|Young Sedgie (c) JR|
It was a mostly dry weekend with rain overnight. Sunday morning was cool yet sunny with gin clear air and perfect light. The suite of birds on show were largely as we would expect in late summer as we nudge into autumn.
As we wandered along the bridleway and the trails there were many feeding parties of mixed warblers and tits to be seen.
|Long Tailed Tits (c) Tom N-L|
|Elusive warblers (c) Bark|
|Purple Loosestrife (c) Bark|
All of our regular summer visitors, apart from Cuckoos, are still with us. The Common Cranes were seen flying in and out of Greenaways on both days. Hobbies are still hunting the abundant large dragonflies over the larger fields.
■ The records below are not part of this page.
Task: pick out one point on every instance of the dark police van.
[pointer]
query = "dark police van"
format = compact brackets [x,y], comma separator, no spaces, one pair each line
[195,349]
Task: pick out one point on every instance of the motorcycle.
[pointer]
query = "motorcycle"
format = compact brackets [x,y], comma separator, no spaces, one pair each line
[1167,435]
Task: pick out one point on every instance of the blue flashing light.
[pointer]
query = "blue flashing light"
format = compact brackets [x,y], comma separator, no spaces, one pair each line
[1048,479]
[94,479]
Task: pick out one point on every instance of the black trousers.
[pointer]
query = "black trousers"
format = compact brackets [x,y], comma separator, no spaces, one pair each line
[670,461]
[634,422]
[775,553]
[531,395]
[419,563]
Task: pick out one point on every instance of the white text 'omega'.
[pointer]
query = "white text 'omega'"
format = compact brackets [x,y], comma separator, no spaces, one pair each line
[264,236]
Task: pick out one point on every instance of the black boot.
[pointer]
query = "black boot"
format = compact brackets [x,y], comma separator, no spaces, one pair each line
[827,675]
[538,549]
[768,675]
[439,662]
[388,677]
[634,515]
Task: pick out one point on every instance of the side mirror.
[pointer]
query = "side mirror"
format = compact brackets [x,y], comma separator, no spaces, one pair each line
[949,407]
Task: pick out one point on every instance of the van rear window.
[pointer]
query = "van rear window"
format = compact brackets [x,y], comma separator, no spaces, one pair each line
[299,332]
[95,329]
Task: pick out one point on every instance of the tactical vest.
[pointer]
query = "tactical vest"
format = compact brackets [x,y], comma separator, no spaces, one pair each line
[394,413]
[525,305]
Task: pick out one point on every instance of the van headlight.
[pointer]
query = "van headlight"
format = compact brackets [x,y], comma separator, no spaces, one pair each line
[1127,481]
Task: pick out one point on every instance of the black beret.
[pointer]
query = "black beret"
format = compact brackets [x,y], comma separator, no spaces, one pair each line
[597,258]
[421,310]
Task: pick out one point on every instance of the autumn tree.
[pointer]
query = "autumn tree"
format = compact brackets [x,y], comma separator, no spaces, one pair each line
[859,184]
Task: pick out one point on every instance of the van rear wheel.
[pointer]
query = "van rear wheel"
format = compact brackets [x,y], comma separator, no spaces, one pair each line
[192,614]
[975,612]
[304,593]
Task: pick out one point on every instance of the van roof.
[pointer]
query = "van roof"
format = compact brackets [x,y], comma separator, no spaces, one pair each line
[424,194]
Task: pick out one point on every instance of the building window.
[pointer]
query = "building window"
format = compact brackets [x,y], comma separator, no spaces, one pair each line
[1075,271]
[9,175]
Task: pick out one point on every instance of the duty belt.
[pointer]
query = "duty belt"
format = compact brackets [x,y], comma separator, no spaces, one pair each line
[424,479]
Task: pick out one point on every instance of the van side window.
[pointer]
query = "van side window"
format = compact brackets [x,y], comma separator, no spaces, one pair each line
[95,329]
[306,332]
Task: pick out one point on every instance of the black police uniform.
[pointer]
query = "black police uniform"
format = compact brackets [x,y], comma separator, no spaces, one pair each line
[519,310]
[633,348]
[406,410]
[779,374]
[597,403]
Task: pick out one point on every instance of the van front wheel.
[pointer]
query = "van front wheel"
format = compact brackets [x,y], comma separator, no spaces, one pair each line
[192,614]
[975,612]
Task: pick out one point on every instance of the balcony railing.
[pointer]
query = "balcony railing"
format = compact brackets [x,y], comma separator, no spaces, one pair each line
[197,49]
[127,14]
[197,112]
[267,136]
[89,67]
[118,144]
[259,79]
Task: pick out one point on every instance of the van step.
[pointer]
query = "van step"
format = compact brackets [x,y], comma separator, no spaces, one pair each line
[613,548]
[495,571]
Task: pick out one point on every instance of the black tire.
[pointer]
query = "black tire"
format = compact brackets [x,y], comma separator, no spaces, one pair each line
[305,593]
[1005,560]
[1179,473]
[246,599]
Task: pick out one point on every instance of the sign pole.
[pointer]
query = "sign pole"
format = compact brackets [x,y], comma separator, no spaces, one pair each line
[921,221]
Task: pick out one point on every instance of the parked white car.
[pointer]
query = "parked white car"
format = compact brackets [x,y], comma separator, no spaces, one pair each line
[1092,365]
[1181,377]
|Ruddy Darter (c) Tom N-L|
Several different Marsh Harriers came and went and the we have no way of knowing if the juvenile seen was one of “ours” or a visitor. The extra pale Common Buzzard was noted several times sitting on its favoured post out on Greenaways. A Peregrine over on Sunday was the first that I have seen for some weeks.
|Reed Bunting (c) JR|
There has been a steady stream of waders through, mostly viewable from the first screen. The mud exposed as the water has drawn down is attracting Greenshanks, Green Sandpipers, Common Sandpipers and of course lots of Snipe. The latter can be very difficult to pick out as they are so perfectly camouflaged. Two Ringed Plovers dropped in one day last week. Other birds can be seen creeping about on the margins amongst the moulting ducks. One of these is a juvenile Water Rail that at a distance can look disconcertingly like a Little Crake. Having said that, this is the time when we are most likely to see a passage Crake on Otmoor. There have been a number of Spotted Crakes seen across the country in the last week or so and Spotted Crake has been recorded from the first screen once before in late August.
|Yellow Wagtails with the cattle (c) Bark|
Out on Big Otmoor there were a couple of Wheatears feeding in one of the areas that were flooded and since drying out has been grazed down by the Geese and the cattle. When the cows came close enough to the bridleway it was possible to pick out the Yellow Wagtails that were hunting just beside their feet in the shorter grass. Their numbers will build up during the next few weeks and it fascinating to think that these same birds feeding between the legs of Otmoor cows could be feeding under the hooves of Ankole Cattle, Zebra or Wildebeest in just a few months’ time.
At Noke and out on Ashgrave to the left of the hide were small groups of Whinchats. There were still at least two juvenile Stonechats out at the Pill on Saturday morning. On one of the short grass fields near to Lower Farm there were five Wheatears on Saturday morning.
|Unwell Sparrowhak (c) James Mackie Walker|
A Sparrowhawk that appeared to have been stunned or had some kind of accident was eventually taken into care by some considerate birders who got in touch with St Tiggwinkles. They sent someone out who picked up the bird and took it into their hospital. The bird had not been hit or hurt but was in fact starving, as it had been infected by the trichomonas parasite. Sadly it was too far gone to save and succumbed. The parasite is most commonly found in finches where it blocks their throats and prevents them from feeding. We can only assume that it ate an infected finch and so was became host to the parasite. I had not heard of this happening to raptors before but an infected and weakened finch would be much easier for a young inexperienced predator to catch. A less than cheerful end to the weekend.